2. Prior to anesthetic instillation, test corneal sensation bilaterally with a sterile cotton wisp.

3. Slit-lamp examination with fluorescein staining of cornea and conjunctiva.

4. Check the skin for herpetic lesions or scars from a previous varicella zoster infection.

5. Look for signs of a corneal exposure problem (e.g., inability to close an eyelid, seventh cranial nerve palsy, absent Bell phenomenon).

6. If suspicious of a central nervous system lesion, obtain a computed tomography (CT) or magnetic resonance imaging (MRI) of the brain.

Eyes with neurotrophic keratopathy have impaired healing ability. If not treated in a timely manner, an epithelial defect in an eye with this condition may progress to stromal lysis and possibly perforation.

1. Mild-to-moderate punctate epithelial staining: Preservative-free artificial tears q2–4h and artificial tear ointment q.h.s. Consider punctal plugs and q.h.s. patching.

2. Small corneal epithelial defect: Antibiotic ointment (e.g., erythromycin or bacitracin q.i.d. to q1–2h) until resolved. Usually requires prolonged artificial tear treatment, as described above. Consider placement of a bandage soft contact lens with prophylactic antibiotic drops (e.g., ofloxacin or moxifloxacin t.i.d. to q.i.d.) along with frequent preservative-free artificial tears (q1–2h) as an alternative to antibiotic ointment.

3. Corneal ulcer: See 4.12, Bacterial Keratitis, for the workup and treatment of secondarily infected ulceration. Treatment options for a neurotrophic ulceration include antibiotic ointment q2h, tarsorrhaphy, self-retained amniotic membrane tissue, sutured/glued amniotic membrane graft, or conjunctival flap (see treatment in 4.5, Exposure Keratopathy). Oral doxycycline (50 to 100 mg b.i.d.), a collagenase inhibitor, may slow stromal lysis. Systemic ascorbic acid (e.g., vitamin C 1 to 2 g daily) may promote collagen synthesis and reduce the level of ulceration. Autologous serum, protein-rich plasma, albumin, or umbilical cord serum eye drops may also be beneficial.

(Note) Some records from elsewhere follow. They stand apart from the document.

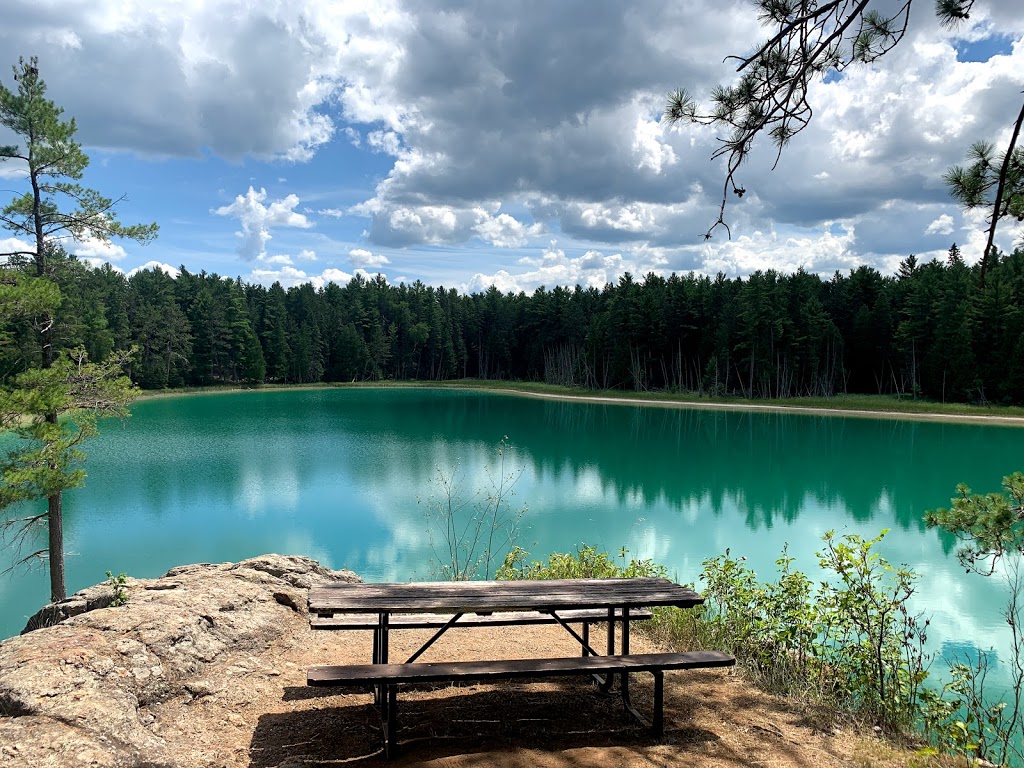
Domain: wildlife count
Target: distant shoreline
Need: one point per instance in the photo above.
(862, 413)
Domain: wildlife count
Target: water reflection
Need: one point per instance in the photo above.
(337, 475)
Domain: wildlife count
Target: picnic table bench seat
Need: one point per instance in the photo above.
(392, 675)
(501, 619)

4. Cenegermin-bkbj 0.002%, recombinant human nerve growth factor, is the first Food and Drug Administration–approved drug for neurotrophic keratopathy and is very effective in many eyes. It is an ophthalmic solution that is applied six times daily for an 8-week treatment course.

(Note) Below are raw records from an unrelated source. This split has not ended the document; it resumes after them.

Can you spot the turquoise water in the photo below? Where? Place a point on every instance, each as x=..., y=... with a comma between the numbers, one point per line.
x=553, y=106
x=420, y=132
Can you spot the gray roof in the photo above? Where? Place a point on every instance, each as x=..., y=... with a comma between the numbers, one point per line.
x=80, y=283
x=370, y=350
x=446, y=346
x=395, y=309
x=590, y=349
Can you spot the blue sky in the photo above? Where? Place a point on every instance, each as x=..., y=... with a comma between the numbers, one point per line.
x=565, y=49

5. A scleral lens (e.g., prosthetic replacement of the ocular surface ecosystem [PROSE]) may be helpful long term.

6. Cornea neurotization is a complex surgical procedure whereby nerves are redirected (or more commonly grafted) to reestablish corneal sensation.

NOTE Patients with neurotrophic keratopathy and corneal exposure often do not respond to treatment unless a tarsorrhaphy is performed. A temporary adhesive tape tarsorrhaphy (the lateral one-third of the eyelid is taped closed) may be beneficial, pending more definitive treatment.

1. Mild-to-moderate epithelial staining: In 3 to 14 days.

2. Corneal epithelial defect: Every 1 to 3 days until improvement demonstrated and then every 5 to 7 days until resolved.

3. Corneal ulcer: Daily until significant improvement is demonstrated. Hospitalization may be required for severe ulcers, especially if there is concern that patient may not be properly administering medication in the setting of decreased corneal sensation or the patient may be abusing anesthetic drops (see 4.12, Bacterial Keratitis).